Population representation does not solve the omitted-variable bias problem. Indeed, since widely used population data collections like censuses or labor force surveys often cannot afford the time and expense of high-quality measurement of key Z variables that drive the selection process behind key independent variables of interest, they may produce a more biased estimate of β1 than would more extensive and higher-quality measurement taken from a convenience sample!

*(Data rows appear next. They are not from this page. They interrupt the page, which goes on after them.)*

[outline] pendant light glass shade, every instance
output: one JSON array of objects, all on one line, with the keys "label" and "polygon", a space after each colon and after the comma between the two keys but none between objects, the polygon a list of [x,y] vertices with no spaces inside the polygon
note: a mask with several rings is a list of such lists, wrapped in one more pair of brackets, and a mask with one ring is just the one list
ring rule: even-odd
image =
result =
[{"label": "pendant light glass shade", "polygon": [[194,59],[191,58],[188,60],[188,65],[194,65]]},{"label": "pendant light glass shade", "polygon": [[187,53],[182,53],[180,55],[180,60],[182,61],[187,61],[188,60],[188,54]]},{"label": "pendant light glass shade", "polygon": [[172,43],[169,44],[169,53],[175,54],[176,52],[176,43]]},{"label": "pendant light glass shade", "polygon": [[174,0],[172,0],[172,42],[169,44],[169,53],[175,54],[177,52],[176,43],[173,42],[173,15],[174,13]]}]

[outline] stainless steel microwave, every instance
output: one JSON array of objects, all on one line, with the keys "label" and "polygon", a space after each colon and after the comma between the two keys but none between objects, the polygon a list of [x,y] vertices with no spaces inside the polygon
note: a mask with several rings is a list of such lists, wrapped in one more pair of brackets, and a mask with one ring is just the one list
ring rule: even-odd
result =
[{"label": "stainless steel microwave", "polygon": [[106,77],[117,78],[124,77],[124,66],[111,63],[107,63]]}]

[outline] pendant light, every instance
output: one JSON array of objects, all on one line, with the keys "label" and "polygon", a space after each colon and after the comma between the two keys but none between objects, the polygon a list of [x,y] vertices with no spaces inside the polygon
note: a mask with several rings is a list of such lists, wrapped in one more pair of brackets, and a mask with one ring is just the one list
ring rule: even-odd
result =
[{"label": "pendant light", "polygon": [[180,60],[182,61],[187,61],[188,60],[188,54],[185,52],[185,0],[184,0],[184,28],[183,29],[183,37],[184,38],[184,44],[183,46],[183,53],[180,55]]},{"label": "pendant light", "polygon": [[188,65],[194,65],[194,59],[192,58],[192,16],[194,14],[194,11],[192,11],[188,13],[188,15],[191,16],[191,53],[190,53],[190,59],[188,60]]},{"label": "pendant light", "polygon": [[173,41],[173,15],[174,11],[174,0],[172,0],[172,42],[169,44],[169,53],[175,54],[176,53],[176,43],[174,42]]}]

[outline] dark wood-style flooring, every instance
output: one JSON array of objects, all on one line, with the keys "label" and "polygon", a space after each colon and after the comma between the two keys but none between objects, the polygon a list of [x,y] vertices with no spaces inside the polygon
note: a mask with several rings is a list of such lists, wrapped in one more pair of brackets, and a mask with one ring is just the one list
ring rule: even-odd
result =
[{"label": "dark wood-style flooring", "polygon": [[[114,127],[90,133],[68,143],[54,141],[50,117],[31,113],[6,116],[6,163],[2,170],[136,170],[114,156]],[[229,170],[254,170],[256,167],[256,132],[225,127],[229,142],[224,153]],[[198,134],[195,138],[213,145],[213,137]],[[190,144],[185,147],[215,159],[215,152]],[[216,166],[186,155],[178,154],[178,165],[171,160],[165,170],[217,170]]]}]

How serious a problem is omitted-variable bias? It varies, but regrettably in ways that are difficult to predict. Consider the nonexperimental literature on the effects of Head Start. Currie and Thomas (1995) used the NLSY to contrast picture vocabulary (PPVT) test scores for children who attended Head Start with those of children who did not. Garces, Thomas, and Currie (2002) used PSID data for corresponding contrasts for high school completion (see Table 1). Uncontrolled ordinary least squares (OLS) regressions produced some perverse negative estimates of Head Start impacts in both studies. Extensive regression controls19 produced a uniformly null set of impact estimates. But when both studies focused on variation within families by relating sibling differences in outcomes to sibling differences in Head Start attendance, the Head Start impact estimates for white children became positive and statistically significant; they were smaller and remained statistically insignificant for black children.
Table 1.
Outcome | OLS Regression, No Controls | OLS Regression, Extensive Controls | Sibling Difference |
---|---|---|---|
PPVT Test Score | |||
White | −5.6* (1.6) | −0.4 (1.4) | 5.9* (1.5) |
Black | 1.0 (1.2) | 0.7 (1.1) | 0.3 (1.4) |
Completed High School | |||
All | −0.08* (0.03) | 0.01 (0.03) | 0.04 (0.05) |
White | 0.20* (0.10) | ||
Black | −0.02 (0.07) |
Source: Currie and Thomas (1995: Table 4) for PPVT results; Garces et al. (2002: Table 2) for high school completion results.
p < .05
Recent sophisticated studies of the effects of family size on child outcomes (reviewed later in this article) have shown few of the detrimental effects found in conventional demographic regression approaches. Experimental studies of dropout (Agodini and Dynarski 2004) and class size programs (Wilde and Hollister 2002) have shown that a “population regression” approach sometimes comes close to experimental estimates, but it often produces quite different results. In general, then, biases using conventional regression techniques can be quite serious, but there is no “in general” way of predicting when this will be the case.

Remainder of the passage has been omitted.